Simple Python crawler that crawls taobao pictures
- 2020-04-02 14:26:05
- OfStack
Wrote a crawler to grasp taobao pictures, all written by if, for, while, relatively simple, introductory works.
From a web page (link: http://mm.taobao.com/json/request_top_list.htm? Extract photos of taobao model from type=0&page) =.
# -*- coding: cp936 -*-
import urllib2
import urllib
mmurl="http://mm.taobao.com/json/request_top_list.htm?type=0&page="

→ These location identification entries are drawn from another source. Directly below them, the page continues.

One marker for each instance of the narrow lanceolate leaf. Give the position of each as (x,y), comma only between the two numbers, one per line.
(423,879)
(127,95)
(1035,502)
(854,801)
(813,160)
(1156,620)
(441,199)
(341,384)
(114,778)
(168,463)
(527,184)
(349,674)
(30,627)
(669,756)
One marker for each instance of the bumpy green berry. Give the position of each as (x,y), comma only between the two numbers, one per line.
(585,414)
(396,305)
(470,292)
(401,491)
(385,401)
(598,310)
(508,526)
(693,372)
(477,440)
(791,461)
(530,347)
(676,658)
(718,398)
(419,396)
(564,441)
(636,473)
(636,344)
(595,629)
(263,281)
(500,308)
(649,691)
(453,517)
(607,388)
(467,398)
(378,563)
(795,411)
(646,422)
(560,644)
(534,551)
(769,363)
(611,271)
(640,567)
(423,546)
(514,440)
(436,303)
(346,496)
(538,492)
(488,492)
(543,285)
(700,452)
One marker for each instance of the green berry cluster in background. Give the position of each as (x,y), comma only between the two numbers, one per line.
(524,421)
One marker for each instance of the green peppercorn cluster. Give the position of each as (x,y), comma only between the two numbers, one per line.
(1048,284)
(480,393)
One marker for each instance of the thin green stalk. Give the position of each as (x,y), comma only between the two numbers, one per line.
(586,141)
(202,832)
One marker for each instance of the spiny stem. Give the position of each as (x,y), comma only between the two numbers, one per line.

i=0# The second page has a personal page without a picture , There will be a IO error
while i<15:
url=mmurl+str(i)
#print url # Print out the list url
up=urllib2.urlopen(url)# Open the page and store it in the handle
cont=up.read()
#print len(cont)# Page length
ahref='<a href="http'# Filter the keywords of the page links within the page
target="target"
pa=cont.find(ahref)# Locate the header of the link
pt=cont.find(target,pa)# Find the end of the page link
for a in range(0,20):# If the ability not to 20 Hard coded in? How do I find the end of a file?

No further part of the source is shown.